Perangi Narkoba Mabes Polri Kerjasama Antar Direktorat Narkoba Polda Se Indonesia

oleh
SAY NO TO DRUGS BNN

SUARALIDIK.com,JAKARTA– Peningkatan kinerja pemberantasan peredaran narkoba adalah salah satu program kerja 100 hari Jenderal Pol Tito Karnavian sejak menjabat sebagai Kapolri.

Untuk itu, Kapolri telah memerintahkan petugas Pengawasan Internal (Paminal) serta Profesi dan Pengamanan (Propam) Polri untuk mengawasi dan mengevaluasi kinerja Direktorat Narkoba di seluruh polda.
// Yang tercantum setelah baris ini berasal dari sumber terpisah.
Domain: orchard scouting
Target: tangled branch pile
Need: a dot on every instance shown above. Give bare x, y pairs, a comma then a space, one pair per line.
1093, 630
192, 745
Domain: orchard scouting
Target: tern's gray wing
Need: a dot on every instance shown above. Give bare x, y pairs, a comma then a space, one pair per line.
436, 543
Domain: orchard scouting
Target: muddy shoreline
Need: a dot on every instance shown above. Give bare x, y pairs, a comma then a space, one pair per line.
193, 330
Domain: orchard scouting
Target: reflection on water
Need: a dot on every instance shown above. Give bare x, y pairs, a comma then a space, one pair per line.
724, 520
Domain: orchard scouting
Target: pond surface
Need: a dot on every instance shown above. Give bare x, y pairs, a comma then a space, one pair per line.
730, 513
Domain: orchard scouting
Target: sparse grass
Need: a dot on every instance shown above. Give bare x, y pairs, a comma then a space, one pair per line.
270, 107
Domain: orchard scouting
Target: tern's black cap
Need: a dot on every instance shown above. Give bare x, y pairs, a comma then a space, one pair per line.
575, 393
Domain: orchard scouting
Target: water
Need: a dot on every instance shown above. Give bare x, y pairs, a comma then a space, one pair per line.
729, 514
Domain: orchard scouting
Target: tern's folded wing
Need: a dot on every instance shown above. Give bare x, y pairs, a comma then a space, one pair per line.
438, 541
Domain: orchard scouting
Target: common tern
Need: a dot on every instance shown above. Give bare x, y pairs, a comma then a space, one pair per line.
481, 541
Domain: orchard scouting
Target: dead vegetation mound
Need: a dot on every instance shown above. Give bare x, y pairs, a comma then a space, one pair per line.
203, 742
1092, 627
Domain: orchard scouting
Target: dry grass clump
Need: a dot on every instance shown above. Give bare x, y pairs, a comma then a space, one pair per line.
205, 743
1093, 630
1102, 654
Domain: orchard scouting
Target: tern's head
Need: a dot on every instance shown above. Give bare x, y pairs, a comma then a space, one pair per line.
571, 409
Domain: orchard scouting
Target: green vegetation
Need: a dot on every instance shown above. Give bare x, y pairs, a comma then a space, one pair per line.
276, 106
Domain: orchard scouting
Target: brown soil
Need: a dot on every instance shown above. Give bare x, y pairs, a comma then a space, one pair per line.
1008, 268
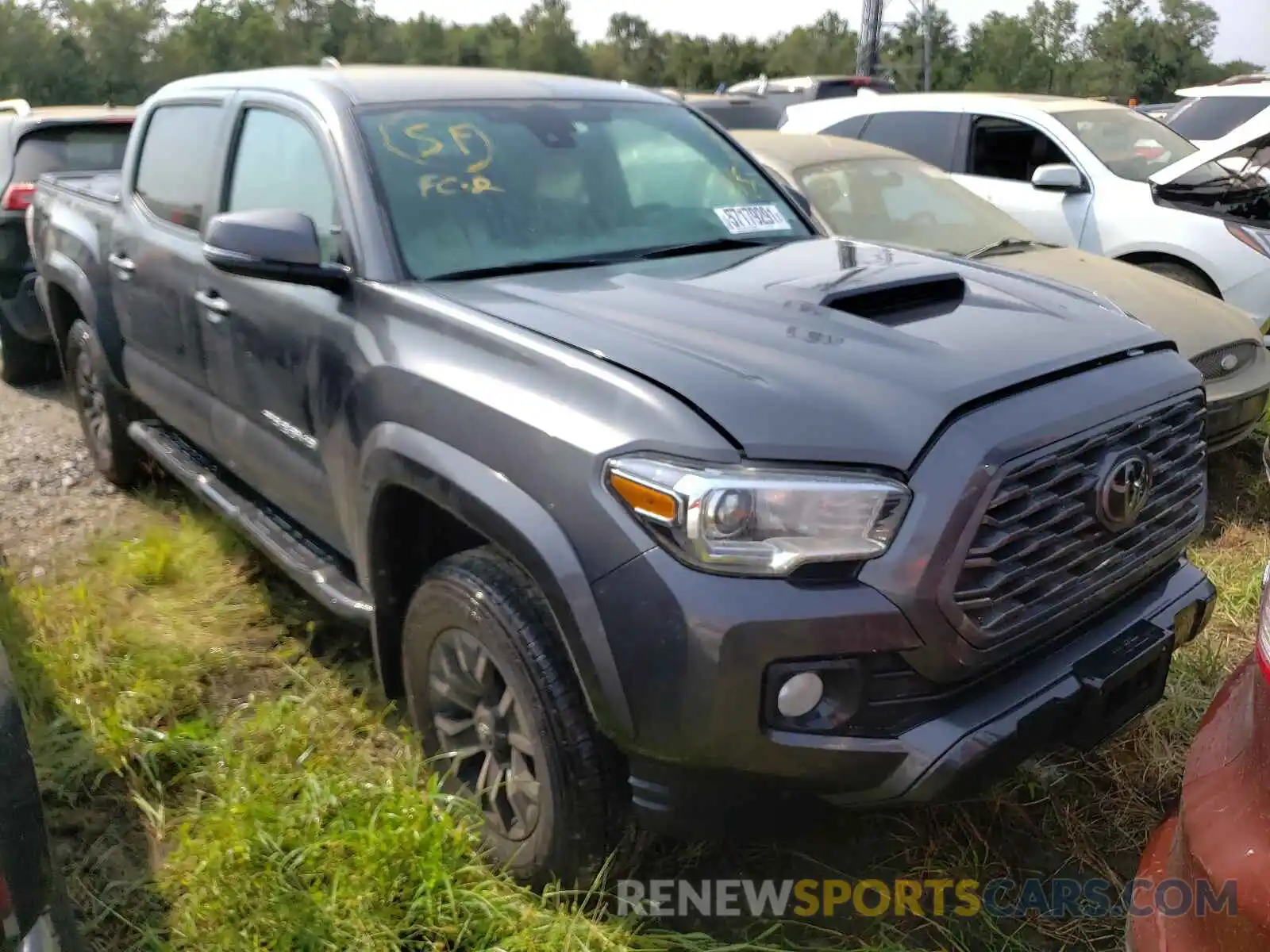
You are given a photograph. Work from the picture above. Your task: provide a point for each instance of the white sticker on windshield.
(749, 219)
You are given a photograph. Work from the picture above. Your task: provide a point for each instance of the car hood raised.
(745, 338)
(1253, 135)
(1194, 321)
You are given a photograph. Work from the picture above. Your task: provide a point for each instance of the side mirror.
(1058, 178)
(273, 244)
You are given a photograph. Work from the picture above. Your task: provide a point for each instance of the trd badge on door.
(290, 429)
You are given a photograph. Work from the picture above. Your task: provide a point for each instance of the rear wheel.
(495, 700)
(23, 361)
(102, 408)
(1180, 273)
Saya sudah perintahkan jajaran Paminal Propam untuk monitoring direktorat mana yang kira-kira tidak melakukan kebijakan saya. Kalau ada yang memainkan kasus narkotika, saya bilang tangkap saja,” kata Tito.

Tito mengatakan bagi jajaran Direktorat Narkoba yang tidak bekerja maksimal, akan diberi sanksi tegas dan dimutasi. “Yang tidak mengungkap kasus, saya akan berikan sanksi dan dipindahkan,” katanya.

ILUSTRASI STOP NARKOBA BNN -SUARALIDIK.com
ILUSTRASI STOP NARKOBA BNN -SUARALIDIK.com

Menindak lanjuti petunjuk serta instruksi dari Kapolri, kini Direktur Tindak Pidana Narkoba Bareskrim Polri Brigjen Pol Dharma Pongrekun langsung ambil langkah cepat menjalin  kerja sama antar Direktorat Narkoba di polda-polda dalam rangka  memberantas narkoba.

Hal tersebut sangat penting dilakukan dalam upaya pemberantasan narkoba di Indonesia, mengingat narkoba di tanah air telah merambah dari generasi tua hingga muda. “Kami harus bekerja sama, tidak bekerja sendiri-sendiri,” katanya di Jakarta, Senin, 26 September 2016.

Dharma menjelaskan, kerja sama dalam upaya pemberantas narkoba yang dimaksud adalah berbagi informasi dan data kasus kejahatan narkoba yang tengah diusut.

“Seperti sharing data, jangan simpan informasi sendiri. Jadi masing-masing direktorat fokus pada wilayahnya, apabila ada (kejahatan) lintas provinsi, karena narkoba adalah kejahatan lintas batas. Hal itu (kasus) biar diungkap oleh provinsi (Polda) yang dilewati,” katanya.